La poétesse de 27 ans a remporté le 7 novembre dernier au Sénégal, grâce à « De la poésie à la prophétie », le prestigieux Prix portant le nom du poète sénégalais David Diop, disparu en 1960.

À ses casquettes de plus jeune écrivaine malienne (pour avoir publié son premier livre à 17 ans) et fondatrice des Éditions Gafé (2019), Aicha Diarra ajoute celle de première malienne ayant remporté le Prix David Diop. Native de Bamako, elle fut chargée de communication de la Fédération des artistes du Mali (FEDAMA) et championne du monde de football des moins de 14 ans (Norway Cup 2008).

Amoureuse de la poésie dès neuf ans, l’actuelle responsable de la Médiathèque de l’Institut français du Mali, dont le poème préféré est « Demain, dès l’aube » de Victor Hugo, confie que les éléments déclencheurs qui l’ont motivée à publier sont les inégalités, l’injustice et la corruption. « En 2008, mon équipe a été championne du monde en Norvège. À notre retour, tout un stratagème a été organisé pour nous faire disparaître par les autorités de l’époque. Même les vidéos des matchs, censées être diffusées sur la chaîne nationale, ont disparu. Tout cela pour mieux se partager les retombées ».

C’est suite à cela qu’elle décide d’écrire en 2012 son premier recueil de poèmes, « Les larmes de la tombe », sur la corruption et ses angoisses personnelles.
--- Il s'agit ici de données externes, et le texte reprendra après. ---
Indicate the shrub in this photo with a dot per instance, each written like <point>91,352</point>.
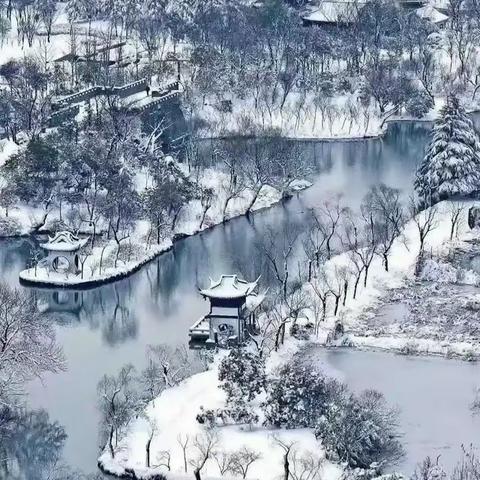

Suivront, entre autres, « la Laïcité expliquée aux jeunes » (2012) et « De la poésie à la prophétie » (2015), désormais Prix de la poésie David Diop. Elle ressent « une sensation de fierté immense de remporter ce prix qui porte le nom d’un grand écrivain africain, David Diop, dont les écrits constituent des remparts pour la littérature africaine et qui ont inspiré suffisamment les écrivains », se réjouit Aicha Diarra, émue que ce prix lui soit décerné au Sénégal, dont la dimension littéraire est vantée.

« De la poésie à la prophétie » tente d’inventer la dimension philosophique de la poésie en l’obligeant à sortir de la simple définition de la beauté qui lui est attribuée pour s’aventurer dans la prose et donner un sens réel, exact et surtout humoristique de la société. « J’y utilise un langage poétique en faisant vivre un personnage assez étrange, qui relate, fait et refait le monde », dit la lauréate. Elle envisage de davantage produire des textes d’expression poétique et de mettre en place des projets concrets dans ce sens, tournés vers la jeunesse « afin de consolider ses projets de publication d’ouvrages de poésie principalement ».